Die Tat sei nicht heimtückisch gewesen, weil Lübcke zum Tatzeitpunkt zwar wehrlos, aber nicht arglos gewesen sei. Sollte der Senat E. jedoch wegen Mordes verurteilen, beantragte Kaplan, keine besondere Schwere der Schuld auszusprechen und keine Sicherungsverwahrung zu verhängen.

Lübcke habe sowohl E. als auch seinen Mitangeklagten Markus H. gesehen, als sie auf seine Terrasse gekommen seien, sagte Kaplan. Auch die Tatwaffe in E.s Hand habe er schon zu Beginn des Angriffs gesehen. “Er musste davon ausgehen, dass es sich um einen bewaffneten Angriff handelt”, sagte Kaplan. Wie die Nebenklage geht E.s Verteidigung davon aus, dass H. am Tatabend am Tatort war.

E. habe bei dem tödlichen Schuss zudem nicht aus niedrigen Beweggründen gehandelt, sondern “im Irrglauben, im Allgemeininteresse zu handeln”. Die Tat habe kein egoistisches Motiv, weil es E. nicht darum gegangen sei, “für sich selbst Vorteile aus der Tat zu erlangen”.

Kaplan kritisierte E.s vorherige Anwälte Frank Hannig und Dirk Waldschmidt. Hannig, der im Sommer wegen inhaltlich nicht abgestimmter Anträge abgesetzt worden war, habe E. schlecht verteidigt. E. und Kaplan hatten dem Dresdner Anwalt nach seiner Entpflichtung vorgeworfen, das zweite Geständnis E.s erfunden zu haben, um eine Aussage H.s zu provozieren.

Darin hatte E. angegeben, dass H. Lübcke im Streit versehentlich erschossen hätte.

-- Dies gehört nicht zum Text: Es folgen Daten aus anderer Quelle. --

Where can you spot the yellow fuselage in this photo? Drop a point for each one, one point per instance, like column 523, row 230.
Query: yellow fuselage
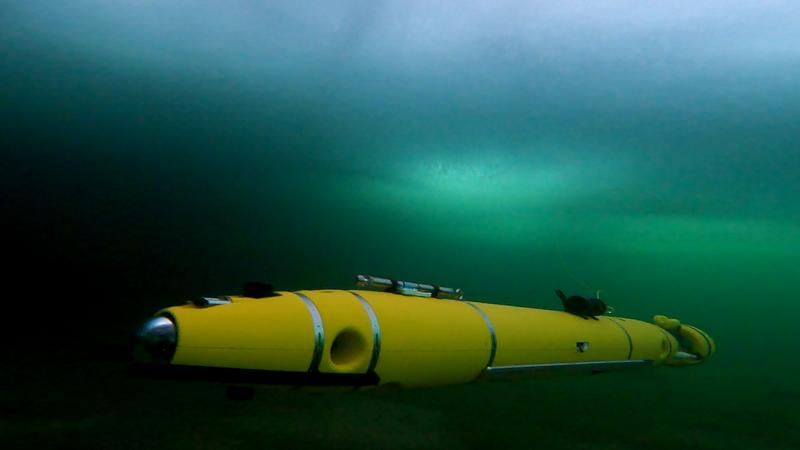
column 408, row 341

Diese Version sei “Schmierentheater der schlechtesten Sorte” gewesen, kritisierte Kaplan. Er nannte Hannig einen “Regisseur” und “Drehbuchautor”.

Hannig und Waldschmidt trügen eine Mitverantwortung dafür, dass es zu drei unterschiedlichen Geständnissen gekommen sei. Beide Anwälte seien nie von E. oder seiner Familie mit der Verteidigung beauftragt worden. Stattdessen seien sie von anonym gebliebenen Anrufern darum gebeten worden, sich um E. zu kümmern.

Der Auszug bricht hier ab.